In Thursday's more successful deal, Forum and its shareholders sold 18.9 million shares at $20 each, the high end of the expected range. That suggested strong demand for the company's shares. Forum, which provides equipment and services to oil and gas operators both onshore and at sea, plans to use net proceeds of about $258 million to repay debt.
Shares added $1.75 percent to close at $21.75. It listed on the New York Stock Exchange under the ticker symbol "FET."

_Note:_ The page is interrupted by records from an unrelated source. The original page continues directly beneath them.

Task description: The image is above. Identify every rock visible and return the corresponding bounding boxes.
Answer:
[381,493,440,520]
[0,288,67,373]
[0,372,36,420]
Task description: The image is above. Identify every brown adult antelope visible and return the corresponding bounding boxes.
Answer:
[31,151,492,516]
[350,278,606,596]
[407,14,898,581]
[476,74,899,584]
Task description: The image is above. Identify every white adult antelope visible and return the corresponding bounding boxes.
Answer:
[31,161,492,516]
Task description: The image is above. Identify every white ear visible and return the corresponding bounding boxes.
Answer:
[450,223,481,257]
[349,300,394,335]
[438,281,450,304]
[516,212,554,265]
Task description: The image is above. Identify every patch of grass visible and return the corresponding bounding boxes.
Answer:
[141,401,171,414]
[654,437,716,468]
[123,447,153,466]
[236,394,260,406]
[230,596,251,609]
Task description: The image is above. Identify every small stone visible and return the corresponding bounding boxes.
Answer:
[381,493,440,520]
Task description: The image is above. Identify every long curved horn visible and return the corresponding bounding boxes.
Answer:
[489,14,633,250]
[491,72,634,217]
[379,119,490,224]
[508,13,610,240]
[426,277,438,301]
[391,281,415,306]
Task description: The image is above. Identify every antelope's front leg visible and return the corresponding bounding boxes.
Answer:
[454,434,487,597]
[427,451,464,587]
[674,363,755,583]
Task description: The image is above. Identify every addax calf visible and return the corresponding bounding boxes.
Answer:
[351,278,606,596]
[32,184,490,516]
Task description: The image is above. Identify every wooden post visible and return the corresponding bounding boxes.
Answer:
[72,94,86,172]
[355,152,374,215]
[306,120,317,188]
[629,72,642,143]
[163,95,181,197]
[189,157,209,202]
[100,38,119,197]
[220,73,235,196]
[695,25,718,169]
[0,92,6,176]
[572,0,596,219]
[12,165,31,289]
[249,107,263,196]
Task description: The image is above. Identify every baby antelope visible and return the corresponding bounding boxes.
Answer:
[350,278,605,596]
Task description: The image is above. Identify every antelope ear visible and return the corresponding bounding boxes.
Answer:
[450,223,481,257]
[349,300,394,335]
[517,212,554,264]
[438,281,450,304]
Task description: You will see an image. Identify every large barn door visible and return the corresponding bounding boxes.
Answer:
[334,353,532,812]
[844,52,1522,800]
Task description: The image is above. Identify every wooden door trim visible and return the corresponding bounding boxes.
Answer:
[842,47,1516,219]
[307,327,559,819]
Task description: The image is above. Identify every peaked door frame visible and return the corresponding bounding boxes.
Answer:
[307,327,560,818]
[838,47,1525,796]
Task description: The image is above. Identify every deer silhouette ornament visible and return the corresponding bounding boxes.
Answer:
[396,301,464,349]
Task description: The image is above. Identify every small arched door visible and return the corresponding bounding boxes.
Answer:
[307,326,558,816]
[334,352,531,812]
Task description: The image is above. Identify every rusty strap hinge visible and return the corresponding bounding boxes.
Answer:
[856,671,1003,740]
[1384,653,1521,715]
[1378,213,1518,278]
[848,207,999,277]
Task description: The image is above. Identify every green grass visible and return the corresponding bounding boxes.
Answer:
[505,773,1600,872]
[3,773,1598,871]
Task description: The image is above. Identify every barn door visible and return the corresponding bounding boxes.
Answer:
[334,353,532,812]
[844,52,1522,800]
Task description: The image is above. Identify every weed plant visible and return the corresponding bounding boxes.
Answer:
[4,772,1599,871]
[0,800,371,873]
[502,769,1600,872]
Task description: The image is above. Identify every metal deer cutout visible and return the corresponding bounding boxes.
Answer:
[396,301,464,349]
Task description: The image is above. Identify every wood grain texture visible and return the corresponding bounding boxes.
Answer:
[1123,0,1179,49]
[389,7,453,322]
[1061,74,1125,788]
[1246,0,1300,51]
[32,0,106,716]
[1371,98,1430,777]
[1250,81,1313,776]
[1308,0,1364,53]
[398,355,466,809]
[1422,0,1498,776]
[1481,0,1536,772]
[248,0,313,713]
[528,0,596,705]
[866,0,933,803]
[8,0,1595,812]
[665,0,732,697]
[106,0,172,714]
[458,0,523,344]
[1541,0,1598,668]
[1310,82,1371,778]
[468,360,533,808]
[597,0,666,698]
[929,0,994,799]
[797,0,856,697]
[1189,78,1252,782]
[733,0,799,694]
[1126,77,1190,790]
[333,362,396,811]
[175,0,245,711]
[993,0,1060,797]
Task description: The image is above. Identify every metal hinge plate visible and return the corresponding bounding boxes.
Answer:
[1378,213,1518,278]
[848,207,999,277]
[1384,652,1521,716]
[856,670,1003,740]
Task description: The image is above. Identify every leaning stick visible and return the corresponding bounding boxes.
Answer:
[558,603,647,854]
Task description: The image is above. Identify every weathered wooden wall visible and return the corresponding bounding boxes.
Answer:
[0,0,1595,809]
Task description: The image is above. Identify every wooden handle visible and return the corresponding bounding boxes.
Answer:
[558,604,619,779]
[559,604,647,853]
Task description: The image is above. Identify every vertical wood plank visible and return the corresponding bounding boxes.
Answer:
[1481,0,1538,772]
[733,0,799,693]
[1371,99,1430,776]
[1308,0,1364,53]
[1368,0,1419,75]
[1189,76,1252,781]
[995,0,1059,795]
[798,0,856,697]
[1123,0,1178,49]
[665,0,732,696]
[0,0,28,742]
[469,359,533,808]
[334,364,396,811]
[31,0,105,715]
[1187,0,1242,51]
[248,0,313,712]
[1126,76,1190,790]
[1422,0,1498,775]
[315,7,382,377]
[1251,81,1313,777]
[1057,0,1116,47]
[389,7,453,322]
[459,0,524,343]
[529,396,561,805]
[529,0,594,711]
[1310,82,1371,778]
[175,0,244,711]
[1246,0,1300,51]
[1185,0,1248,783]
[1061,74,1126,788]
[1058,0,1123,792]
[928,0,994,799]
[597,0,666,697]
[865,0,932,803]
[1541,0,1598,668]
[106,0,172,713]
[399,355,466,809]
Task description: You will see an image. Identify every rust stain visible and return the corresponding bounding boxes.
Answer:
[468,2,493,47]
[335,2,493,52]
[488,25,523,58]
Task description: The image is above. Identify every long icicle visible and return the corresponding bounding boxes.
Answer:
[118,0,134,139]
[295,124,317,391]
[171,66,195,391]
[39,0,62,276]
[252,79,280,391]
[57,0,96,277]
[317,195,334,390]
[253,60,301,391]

MRC, which sells pipes, valves and fittings to energy companies, primarily in the United States and Canada, and its shareholders sold 22.7 million shares at $21 each. That was the low end of the expected range, suggesting muted demand for its shares. MRC plans to use proceeds to repay debt. Trading on the NYSE under the "MRC" symbol, the stock edged up 4 cents to $21.04.
Oaktree's $43 IPO price was also at the bottom of the company's expected range of $43 to $46. Shares trading on the NYSE under the "OAK" symbol fell 61 cents to $42.39. That may not bode well for a rival waiting to go public, private equity firm The Carlyle Group. Carlyle filed for an IPO in September 2011.